William fit un sourire crispé à la petite fille qui lui tirait la langue et tourna la tête vers la fenêtre de la diligence.
Le paysage de la Transye Vanille était magnifique, avec ses belles forêts enneigées et ses montagnes majestueuses ; mais il commençait à s’en lasser un peu.

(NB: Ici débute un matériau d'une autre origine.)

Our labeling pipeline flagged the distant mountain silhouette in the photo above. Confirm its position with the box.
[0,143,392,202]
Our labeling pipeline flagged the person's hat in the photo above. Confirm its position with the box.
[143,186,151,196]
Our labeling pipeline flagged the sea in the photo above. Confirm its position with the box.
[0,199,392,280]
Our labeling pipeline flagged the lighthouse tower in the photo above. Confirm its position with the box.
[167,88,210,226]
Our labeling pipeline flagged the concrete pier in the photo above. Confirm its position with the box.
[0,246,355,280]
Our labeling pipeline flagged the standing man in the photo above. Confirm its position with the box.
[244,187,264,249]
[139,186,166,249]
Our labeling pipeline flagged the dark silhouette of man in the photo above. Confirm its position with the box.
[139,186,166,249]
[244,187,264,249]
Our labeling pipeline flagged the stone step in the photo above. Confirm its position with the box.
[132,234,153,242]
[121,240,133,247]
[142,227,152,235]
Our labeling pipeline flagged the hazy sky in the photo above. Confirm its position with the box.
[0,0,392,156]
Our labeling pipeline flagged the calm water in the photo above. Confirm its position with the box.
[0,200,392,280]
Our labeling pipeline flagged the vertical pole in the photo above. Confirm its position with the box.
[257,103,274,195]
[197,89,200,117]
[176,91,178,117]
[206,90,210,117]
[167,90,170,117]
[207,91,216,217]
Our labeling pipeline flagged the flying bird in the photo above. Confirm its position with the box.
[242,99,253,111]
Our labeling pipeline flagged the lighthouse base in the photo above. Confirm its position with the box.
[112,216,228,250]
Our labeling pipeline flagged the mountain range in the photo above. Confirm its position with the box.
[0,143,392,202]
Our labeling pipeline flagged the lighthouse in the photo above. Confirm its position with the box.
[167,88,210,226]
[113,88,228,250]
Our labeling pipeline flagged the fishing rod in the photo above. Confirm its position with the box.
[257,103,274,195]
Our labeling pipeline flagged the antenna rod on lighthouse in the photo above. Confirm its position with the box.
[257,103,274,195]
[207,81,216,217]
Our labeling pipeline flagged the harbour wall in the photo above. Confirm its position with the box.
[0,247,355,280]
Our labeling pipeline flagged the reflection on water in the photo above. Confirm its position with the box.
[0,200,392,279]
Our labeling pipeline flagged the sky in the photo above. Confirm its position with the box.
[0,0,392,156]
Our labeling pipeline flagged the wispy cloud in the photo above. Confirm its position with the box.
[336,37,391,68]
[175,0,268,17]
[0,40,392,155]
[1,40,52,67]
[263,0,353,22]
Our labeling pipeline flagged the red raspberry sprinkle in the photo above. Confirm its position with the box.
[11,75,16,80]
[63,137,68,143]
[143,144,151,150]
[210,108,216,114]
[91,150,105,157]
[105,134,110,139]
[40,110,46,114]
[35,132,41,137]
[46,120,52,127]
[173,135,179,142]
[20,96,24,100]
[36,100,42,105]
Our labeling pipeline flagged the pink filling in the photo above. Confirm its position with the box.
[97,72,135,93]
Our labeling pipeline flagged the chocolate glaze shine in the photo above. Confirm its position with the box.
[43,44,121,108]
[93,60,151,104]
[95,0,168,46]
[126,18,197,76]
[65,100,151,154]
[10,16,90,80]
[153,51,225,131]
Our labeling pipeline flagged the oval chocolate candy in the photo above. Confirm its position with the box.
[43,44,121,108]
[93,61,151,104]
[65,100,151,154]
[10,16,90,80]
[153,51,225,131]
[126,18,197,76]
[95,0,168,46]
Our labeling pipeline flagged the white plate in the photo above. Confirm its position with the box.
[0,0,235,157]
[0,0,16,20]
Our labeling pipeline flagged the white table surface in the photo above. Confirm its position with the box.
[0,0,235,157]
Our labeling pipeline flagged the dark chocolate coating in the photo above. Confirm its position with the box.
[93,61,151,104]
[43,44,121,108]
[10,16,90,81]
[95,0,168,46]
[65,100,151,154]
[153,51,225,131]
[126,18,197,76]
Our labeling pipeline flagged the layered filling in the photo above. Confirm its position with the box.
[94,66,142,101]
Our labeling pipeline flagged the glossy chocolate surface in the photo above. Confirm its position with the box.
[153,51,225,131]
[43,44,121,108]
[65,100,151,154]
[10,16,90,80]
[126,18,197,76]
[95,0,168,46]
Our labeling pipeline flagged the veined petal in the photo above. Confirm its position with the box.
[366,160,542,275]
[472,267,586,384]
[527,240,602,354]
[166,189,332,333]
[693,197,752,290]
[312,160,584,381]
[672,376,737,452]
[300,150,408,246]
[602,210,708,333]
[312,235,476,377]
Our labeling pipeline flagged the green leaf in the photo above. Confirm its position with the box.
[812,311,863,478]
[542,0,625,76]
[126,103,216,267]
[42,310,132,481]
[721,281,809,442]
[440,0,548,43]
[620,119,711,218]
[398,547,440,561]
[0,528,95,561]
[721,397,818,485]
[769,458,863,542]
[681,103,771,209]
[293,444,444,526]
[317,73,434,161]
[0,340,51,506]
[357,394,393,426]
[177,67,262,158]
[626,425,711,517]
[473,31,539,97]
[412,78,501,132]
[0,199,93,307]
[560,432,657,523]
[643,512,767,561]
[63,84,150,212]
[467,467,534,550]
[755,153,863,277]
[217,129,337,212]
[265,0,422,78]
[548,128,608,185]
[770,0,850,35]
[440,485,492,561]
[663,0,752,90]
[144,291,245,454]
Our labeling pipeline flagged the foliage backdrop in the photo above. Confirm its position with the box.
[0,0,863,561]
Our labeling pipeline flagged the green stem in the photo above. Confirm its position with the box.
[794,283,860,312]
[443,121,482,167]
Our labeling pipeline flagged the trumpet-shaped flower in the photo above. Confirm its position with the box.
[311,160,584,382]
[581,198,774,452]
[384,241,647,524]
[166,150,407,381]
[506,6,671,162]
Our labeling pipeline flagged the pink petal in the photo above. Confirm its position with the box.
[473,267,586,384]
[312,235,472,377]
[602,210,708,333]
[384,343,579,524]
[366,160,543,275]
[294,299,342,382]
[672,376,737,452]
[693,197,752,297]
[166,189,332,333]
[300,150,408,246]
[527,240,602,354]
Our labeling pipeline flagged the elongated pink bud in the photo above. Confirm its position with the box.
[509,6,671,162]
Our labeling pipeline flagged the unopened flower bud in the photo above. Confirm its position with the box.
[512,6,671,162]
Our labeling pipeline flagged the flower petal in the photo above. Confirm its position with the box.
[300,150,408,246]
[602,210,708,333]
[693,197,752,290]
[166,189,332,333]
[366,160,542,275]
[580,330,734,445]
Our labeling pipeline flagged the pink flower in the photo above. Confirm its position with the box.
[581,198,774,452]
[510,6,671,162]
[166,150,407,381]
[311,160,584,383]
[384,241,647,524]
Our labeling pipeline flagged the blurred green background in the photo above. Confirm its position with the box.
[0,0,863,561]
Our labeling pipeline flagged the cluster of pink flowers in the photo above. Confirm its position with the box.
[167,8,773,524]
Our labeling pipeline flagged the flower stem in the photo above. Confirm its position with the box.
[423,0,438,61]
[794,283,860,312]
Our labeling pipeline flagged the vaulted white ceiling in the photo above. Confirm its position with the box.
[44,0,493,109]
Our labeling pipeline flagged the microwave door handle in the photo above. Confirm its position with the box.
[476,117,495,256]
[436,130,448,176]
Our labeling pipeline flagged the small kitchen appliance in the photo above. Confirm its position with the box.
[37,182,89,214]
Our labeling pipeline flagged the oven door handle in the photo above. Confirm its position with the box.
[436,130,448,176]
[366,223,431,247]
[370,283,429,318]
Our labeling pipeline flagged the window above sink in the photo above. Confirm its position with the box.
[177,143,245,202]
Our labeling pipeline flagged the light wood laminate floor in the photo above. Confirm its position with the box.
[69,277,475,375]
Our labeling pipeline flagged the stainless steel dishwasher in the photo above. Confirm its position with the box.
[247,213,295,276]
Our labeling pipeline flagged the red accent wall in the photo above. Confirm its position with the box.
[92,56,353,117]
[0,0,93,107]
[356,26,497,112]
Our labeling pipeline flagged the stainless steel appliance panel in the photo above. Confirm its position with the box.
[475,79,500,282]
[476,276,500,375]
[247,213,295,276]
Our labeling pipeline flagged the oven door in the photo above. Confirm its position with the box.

William était un artiste dans le besoin, aussi avait-il accepté la proposition du comte d’Ekul, qui le payait grassement pour qu’il vienne dans son château dresser le portrait de sa fille. Il n’avait juste pas réalisé que le voyage serait si long, que la diligence lui ferait si mal aux fesses, qu’il ne pourrait pas fumer pendant aussi longtemps et qu’il y aurait tant de monde à l’intérieur.
La voiture était en effet pleinement occupée : deux jeunes hommes bien habillés partageaient sa banquette, tandis qu’il faisait face à un couple hétérosexuel accompagné de leur petit monstre.
Ce n’était pas vraiment que William n’aimait pas les enfants : il les supportait tout à fait lorsqu’ils étaient suffisamment loin de lui, qu’ils restaient immobiles et se taisaient.
Non seulement la fille était à moins d’un mètre mais en plus elle avait l’affreuse tendance à faire des grimaces et à discuter. Pire, elle lui avait même parlé directement, situation dont il s’était sorti en feignant de ne pas comprendre la langue locale.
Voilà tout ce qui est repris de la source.